FT Weekend editor and southern Africa expert Alec Russell looks at the motivations and actions of Robert Mugabe, Zimbabwe's ageing dictator, who took control of the country 37 years ago and has finally stepped down.
Filmed by Petros Gioumpasis. Produced and edited by Josh de la Mare.
I met Mugabe first just over 20 years ago. And even then he was under considerable pressure from the outside world and from opponents within Zimbabwe to open up, to allow an opposition to function, and to be less repressive and to manage the economy well. But he brushed aside these critiques with utter, utter confidence. I remember talking to him about democracy. I mean he just said, ah, democracy. Of course, of course democracy is a good thing. Yes, yes.

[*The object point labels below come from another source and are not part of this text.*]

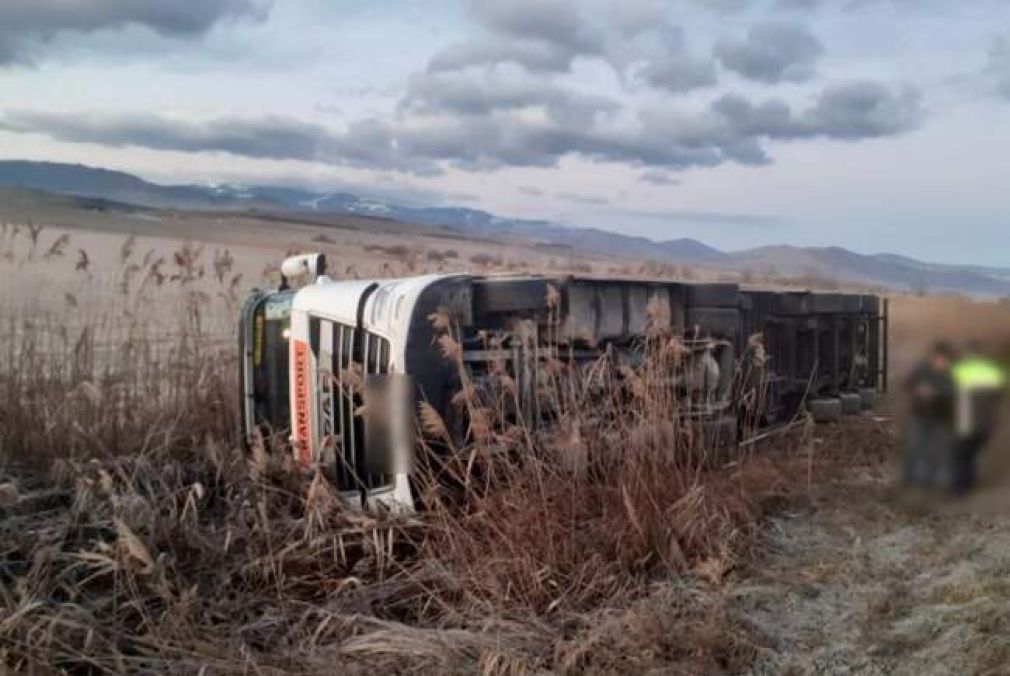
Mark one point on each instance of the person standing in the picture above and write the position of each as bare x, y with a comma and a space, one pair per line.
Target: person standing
980, 384
930, 389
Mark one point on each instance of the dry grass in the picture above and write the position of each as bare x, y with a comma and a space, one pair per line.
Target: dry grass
156, 546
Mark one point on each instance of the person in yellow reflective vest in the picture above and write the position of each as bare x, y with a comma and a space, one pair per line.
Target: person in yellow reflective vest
980, 384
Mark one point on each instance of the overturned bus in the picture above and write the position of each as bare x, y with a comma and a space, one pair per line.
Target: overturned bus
311, 356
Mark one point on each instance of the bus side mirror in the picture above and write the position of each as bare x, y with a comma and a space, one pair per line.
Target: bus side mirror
305, 266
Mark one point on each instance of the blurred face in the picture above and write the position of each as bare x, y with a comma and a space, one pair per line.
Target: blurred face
939, 362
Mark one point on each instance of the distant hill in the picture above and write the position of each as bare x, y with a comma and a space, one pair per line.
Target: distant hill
888, 270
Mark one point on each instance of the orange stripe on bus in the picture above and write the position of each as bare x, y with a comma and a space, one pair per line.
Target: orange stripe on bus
303, 398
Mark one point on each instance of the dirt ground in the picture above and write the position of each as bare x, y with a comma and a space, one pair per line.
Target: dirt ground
862, 579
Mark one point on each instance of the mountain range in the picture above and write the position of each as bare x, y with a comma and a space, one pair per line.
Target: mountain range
888, 270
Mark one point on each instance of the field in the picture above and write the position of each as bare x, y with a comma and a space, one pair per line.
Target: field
135, 537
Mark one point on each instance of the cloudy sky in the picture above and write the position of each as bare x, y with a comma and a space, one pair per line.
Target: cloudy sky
874, 124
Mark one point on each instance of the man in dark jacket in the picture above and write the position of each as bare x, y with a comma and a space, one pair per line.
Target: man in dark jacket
929, 445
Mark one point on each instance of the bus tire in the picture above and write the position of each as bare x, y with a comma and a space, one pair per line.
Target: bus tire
826, 409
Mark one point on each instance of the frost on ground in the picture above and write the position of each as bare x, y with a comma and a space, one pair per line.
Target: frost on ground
859, 580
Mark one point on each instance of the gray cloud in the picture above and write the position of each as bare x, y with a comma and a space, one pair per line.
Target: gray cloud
580, 198
731, 129
534, 57
365, 143
772, 53
847, 112
999, 66
674, 69
470, 93
25, 25
659, 177
549, 21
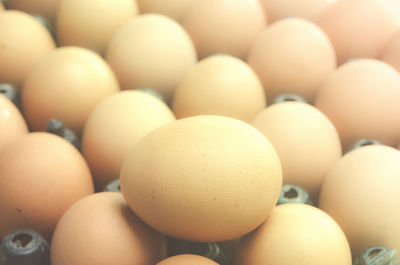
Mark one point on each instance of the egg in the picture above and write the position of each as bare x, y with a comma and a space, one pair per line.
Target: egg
92, 23
361, 194
101, 229
295, 234
204, 178
174, 9
224, 26
307, 9
114, 127
23, 41
219, 85
361, 99
41, 176
306, 141
139, 60
187, 259
359, 28
66, 84
12, 123
292, 55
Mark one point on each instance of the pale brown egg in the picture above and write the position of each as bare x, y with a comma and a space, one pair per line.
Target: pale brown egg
295, 234
151, 51
187, 259
45, 8
23, 40
224, 26
359, 28
41, 176
115, 126
307, 9
12, 123
174, 9
361, 193
361, 99
306, 141
101, 229
66, 84
92, 23
219, 85
292, 55
202, 178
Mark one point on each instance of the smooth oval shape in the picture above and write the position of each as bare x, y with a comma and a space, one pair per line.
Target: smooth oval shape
295, 234
202, 178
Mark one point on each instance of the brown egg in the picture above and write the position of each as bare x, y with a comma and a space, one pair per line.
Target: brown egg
224, 26
41, 176
92, 23
306, 141
219, 85
307, 9
114, 127
361, 99
46, 8
101, 229
151, 51
23, 40
292, 56
295, 234
361, 193
359, 28
174, 9
12, 124
187, 259
203, 178
66, 84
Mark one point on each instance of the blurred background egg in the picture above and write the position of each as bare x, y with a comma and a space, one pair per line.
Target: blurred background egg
101, 229
114, 127
219, 85
307, 9
361, 193
362, 98
92, 23
151, 51
292, 55
12, 123
41, 176
202, 178
174, 9
306, 141
23, 40
359, 28
295, 234
66, 84
224, 26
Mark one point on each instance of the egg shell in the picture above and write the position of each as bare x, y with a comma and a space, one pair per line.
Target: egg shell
101, 229
295, 234
138, 59
224, 26
361, 194
41, 176
12, 123
23, 41
115, 126
202, 178
219, 85
361, 99
67, 84
306, 141
292, 55
187, 259
92, 23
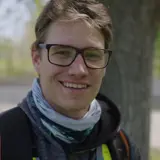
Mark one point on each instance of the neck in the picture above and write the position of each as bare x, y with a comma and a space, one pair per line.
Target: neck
74, 113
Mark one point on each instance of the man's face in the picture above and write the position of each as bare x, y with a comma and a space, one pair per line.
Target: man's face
54, 79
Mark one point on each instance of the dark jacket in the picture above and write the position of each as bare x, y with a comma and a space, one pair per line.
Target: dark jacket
18, 139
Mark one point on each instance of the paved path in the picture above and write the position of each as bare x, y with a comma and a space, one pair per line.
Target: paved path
10, 96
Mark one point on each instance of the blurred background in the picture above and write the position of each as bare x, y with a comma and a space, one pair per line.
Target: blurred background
17, 19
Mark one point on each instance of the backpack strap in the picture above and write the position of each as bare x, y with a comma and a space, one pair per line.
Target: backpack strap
15, 132
119, 147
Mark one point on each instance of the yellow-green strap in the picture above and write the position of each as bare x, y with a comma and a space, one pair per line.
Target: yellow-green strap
105, 152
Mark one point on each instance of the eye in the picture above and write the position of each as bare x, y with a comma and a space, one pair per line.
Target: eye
61, 51
93, 54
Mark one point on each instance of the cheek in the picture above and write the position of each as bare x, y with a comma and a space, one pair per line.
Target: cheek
97, 77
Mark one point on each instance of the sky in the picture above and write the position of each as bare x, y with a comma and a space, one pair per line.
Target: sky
13, 17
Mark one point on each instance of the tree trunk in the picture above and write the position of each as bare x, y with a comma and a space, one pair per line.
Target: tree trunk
129, 75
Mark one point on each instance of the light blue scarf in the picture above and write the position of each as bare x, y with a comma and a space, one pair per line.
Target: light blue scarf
67, 129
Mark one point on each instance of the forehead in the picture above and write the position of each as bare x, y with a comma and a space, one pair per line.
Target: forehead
75, 33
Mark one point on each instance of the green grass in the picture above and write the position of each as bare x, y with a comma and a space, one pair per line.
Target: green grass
155, 154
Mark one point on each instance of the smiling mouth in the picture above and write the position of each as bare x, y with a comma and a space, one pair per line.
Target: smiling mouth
74, 85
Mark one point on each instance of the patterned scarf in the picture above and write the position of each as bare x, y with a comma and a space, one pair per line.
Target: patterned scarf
66, 129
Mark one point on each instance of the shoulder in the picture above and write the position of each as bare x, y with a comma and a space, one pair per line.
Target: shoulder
125, 146
11, 119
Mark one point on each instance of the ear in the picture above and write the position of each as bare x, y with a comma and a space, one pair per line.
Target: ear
36, 59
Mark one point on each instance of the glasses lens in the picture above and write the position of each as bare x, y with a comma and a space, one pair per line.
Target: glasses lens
61, 55
96, 58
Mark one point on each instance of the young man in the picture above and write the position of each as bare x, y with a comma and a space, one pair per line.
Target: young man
64, 117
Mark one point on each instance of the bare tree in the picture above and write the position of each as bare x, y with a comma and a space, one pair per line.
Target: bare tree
129, 76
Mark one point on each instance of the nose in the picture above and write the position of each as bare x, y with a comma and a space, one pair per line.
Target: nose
78, 68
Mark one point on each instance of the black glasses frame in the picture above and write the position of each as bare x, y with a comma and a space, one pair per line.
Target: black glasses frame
78, 51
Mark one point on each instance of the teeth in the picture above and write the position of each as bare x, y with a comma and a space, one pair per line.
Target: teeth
73, 85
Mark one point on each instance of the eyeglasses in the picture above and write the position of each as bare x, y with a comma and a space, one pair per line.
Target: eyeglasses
63, 55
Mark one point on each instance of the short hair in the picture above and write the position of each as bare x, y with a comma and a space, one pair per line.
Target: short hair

We should have democracy.
Can human beings remain human beings if they do worse than pigs?
But the point is that he is used to being utterly in control, and he's long since lost confidence in any of the people around him, and doesn't really believe the people who come to him and say he's lost the support of the people. So one of the big questions that's always been asked of Mugabe, or certainly in the last 20 years, is what turned him?
And the question is based on the following premise, the sort of idea that somehow in the first part of his rule that started in 1980, that he was broadly an OK leader, presided over a relatively successful economy, et cetera, et cetera. And then in the mid to late 90s, it all went horribly wrong. He became repressive and so on. And this theory basically says that in 1996 he married his secretary, his former secretary, Grace Mugabe. She was moneygrubbing and turned him, whereas previously he was married to a Ghanian teacher who was very sensible and so on.
But I think that's a rather quaint psychological theory. The fact is that he's always been of a dictatorial bent. In the 1980s, soon after he took over, his forces ruthlessly repressed an opposition movement, killed thousands of people in Matubiniland. It's just in many of the subsequent years he didn't need to be dictatorial, but he's always been the same man so I don't we should try to be too cutesy in how we assess his rule. It wasn't in two halves.